Sunday, September 30, 2012
Let's hear it for weekends!
I spread out the backing but did not want to tape it down to the mats. Then I unrolled the batting and pieced enough to cover the backing.
It took a lot of crawling around on the floor to get that far.
I flipped the whole thing over and fixed the problems with the backing by pulling out the basting. Then I put in safety pins and flipped it back to the top.
There were still adjustments to be re-done on the top and more moving of pins. In the end, I had spent over four hours and ended up with only pins in place. I decided that if I begin quilting in the center and work outward, it will probably be OK with just the pins.
To the North is a cupboard for storing bedding and cushions and the like, a family shrine area and a open space to hang a scroll and place a flower arrangement. (and the modern addition of a big flat-screen TV).
Entering the room by double sliding doors from the East, there are four sliding doors along the South side with open wood carvings above them to let the air circulate to the adjoining room.

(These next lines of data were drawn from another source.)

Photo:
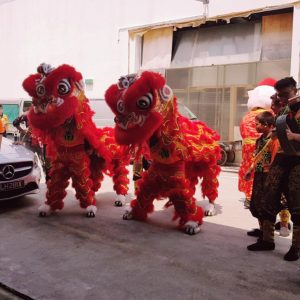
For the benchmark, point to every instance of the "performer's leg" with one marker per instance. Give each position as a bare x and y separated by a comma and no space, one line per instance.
97,164
274,185
191,215
121,181
56,188
294,207
148,190
82,182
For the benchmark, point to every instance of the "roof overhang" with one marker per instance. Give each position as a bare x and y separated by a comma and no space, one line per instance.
202,19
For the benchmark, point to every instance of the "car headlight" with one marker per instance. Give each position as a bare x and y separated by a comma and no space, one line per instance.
35,161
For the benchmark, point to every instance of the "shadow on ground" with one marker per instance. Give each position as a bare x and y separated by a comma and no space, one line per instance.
68,256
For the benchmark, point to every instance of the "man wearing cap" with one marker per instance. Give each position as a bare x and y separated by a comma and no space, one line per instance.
259,100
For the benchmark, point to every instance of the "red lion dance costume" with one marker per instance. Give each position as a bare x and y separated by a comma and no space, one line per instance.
62,119
259,101
181,151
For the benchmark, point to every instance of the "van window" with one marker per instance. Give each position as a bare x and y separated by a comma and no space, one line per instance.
12,111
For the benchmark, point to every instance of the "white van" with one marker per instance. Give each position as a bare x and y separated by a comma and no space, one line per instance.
14,108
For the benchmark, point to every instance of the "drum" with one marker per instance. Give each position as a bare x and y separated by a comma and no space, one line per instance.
283,123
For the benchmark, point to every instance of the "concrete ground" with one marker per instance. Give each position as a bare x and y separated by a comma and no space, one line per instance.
68,256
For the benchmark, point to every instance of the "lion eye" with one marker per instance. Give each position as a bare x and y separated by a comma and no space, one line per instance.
63,87
120,106
40,90
145,101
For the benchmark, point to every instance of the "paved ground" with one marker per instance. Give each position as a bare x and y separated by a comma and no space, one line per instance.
67,256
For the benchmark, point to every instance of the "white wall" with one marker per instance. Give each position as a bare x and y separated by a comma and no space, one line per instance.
85,33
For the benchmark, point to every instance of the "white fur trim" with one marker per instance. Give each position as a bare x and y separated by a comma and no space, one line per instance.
284,231
44,208
91,208
209,209
121,198
260,97
194,225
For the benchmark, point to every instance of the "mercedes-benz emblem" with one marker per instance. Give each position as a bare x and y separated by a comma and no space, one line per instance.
8,172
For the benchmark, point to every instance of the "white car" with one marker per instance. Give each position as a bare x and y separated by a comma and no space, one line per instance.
19,171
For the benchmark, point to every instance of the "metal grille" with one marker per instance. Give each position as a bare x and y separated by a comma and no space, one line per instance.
21,169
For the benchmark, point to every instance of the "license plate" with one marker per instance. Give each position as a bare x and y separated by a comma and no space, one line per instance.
8,186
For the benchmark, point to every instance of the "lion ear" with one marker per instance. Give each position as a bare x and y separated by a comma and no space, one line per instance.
29,84
80,85
165,93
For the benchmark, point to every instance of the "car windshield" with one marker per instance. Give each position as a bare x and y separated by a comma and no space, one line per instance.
183,110
11,110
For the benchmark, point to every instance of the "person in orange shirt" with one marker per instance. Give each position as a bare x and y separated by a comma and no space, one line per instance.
259,101
265,151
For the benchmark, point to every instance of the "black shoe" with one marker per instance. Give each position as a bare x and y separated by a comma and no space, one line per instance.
293,254
278,226
255,232
261,245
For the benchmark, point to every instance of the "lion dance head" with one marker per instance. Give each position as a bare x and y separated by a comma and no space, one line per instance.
57,95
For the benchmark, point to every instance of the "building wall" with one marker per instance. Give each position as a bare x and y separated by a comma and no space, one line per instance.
86,34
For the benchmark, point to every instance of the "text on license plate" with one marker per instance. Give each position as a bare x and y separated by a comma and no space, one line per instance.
7,186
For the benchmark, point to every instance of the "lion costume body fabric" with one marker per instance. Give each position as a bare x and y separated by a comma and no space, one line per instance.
60,117
181,151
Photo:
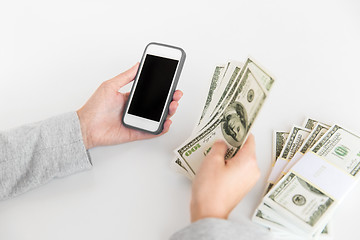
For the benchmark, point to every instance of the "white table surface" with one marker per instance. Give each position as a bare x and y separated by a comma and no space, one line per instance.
53,55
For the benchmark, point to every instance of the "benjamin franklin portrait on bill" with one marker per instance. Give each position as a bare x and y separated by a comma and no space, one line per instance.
234,124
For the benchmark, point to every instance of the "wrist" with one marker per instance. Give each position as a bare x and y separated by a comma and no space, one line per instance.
204,210
85,132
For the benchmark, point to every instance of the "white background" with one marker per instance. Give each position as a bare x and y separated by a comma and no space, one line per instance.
54,54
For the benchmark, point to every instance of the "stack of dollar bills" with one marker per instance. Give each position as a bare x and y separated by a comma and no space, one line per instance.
314,166
236,95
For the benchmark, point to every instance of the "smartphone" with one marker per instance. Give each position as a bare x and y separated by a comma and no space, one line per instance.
153,87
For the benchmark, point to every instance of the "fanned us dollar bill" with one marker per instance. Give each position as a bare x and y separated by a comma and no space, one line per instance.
303,201
233,121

That room might be a six or another eight-mat room so when you need to entertain a big group, the whole place can be opened up.
The rooms are connected also by a wooden hallway to the west and beyond that is the garden. The shop is on the north side and the owner has her goya growing there for the public to enjoy. Along the garden openings are large rush mats that shield the room from the afternoon sun.
I remember when most houses in the area were that style. It was a very pleasant place to work. My friend brought me cold mugi-cha (barley tea) about half way through and treated me to some "Macha" (green tea) ice cream when I finished. In Japanese style, I took her a box of Japanese sweets, some made specially for the moon viewing on the first full moon after the equinox (Sunday evening).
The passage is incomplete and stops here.